The human resource development ministry has decided to exempt differently abled students from tuition fees at Kendriya Vidyalayas across India for the first time to thwart potentially embarrassing protests against a recent fee hike.

HRD minister Kapil Sibal has approved a Kendriya Vidyalaya Sangathan proposal to completely exempt students with disabilities from tuition fees and a special levy charged for school development, top KVS officials have told The Telegraph.

The KVS, which runs the central school chain, today issued a notification to its schools declaring this decision, sources said.

The exemption will cover students with any disability listed in the Persons with Disabilities (Equal opportunities) Act.

The act at present lists blindness, “low vision”, leprosy, hearing impairments, locomotor disabilities, mental retardation and mental illness as ailments. The government is planning to amend the law to include other disabilities.

Students will need to provide a certificate from a medical board or a government hospital, testifying that they are suffering from “not less than 40 per cent” of the particular disability.

Ministry sources confirmed that the decision to exempt disabled children from tuition fees and contribution to a Vidyalaya Vikas Nidhi — a fund for central school development — was taken in the face of a growing protest.

The KVS has received several representations from disabled students and their parents, and even activists have protested the recent fee hike.

The decision comes soon after Sibal faced an embarrassing hitch while tabling the right to education bill in Parliament, with activists alleging that the present legislation discriminated against disabled children.

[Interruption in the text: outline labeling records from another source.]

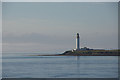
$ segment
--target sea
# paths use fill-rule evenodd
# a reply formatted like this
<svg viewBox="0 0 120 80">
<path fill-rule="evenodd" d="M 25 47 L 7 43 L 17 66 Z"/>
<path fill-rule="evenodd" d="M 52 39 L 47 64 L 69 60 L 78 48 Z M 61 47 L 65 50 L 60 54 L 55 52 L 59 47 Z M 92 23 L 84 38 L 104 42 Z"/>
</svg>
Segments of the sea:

UPA chairperson Sonia Gandhi and Prime Minister Manmohan Singh intervened, asking Sibal to personally assure the activists that disabled students would benefit from clauses aimed at helping backward sections.

“This was threatening to turn into a similar thorn in the ministry’s flesh. Exempting disabled students from fees ends the possibility of such protests,” a source said.

Till now, the central schools had been charging a tuition fee of Rs 40 a month for students of Classes IX and X, and Rs 50 per month for students of Classes XI and XII.

All girls, Scheduled Caste and Scheduled Tribe students, wards of soldiers injured or killed in action, and all boys till Class VIII are at present exempt from tuition fees.

All students till Class X — and non-science students in Classes XI and XII — are at present charged Rs 160 a month for the school development fund, which does not exempt any student.

Science students in Classes XI and XII are charged Rs 200 per month for the fund.

But earlier this month, the Kendriya Vidyalayas decided to raise their fees. They announced tuition fees of Rs 200 a month till Class VIII, raising the amount to Rs 300 for commerce and humanities and Rs 400 for science students in Classes XI and XII.

The contribution towards the school development fund was raised to Rs 240 a month for students till Class X and non-science students of Classes XI and XII. The contribution was hiked to Rs 300 a month for science students in Classes XI and XII.

The new fee structure retained the existing exemptions from tuition fees while continuing to enforce the school development contribution from all students.

Now, disabled students will join the list of pupils exempt from paying tuition fees and will become the first segment of students who will not need to contribute to the school development fund.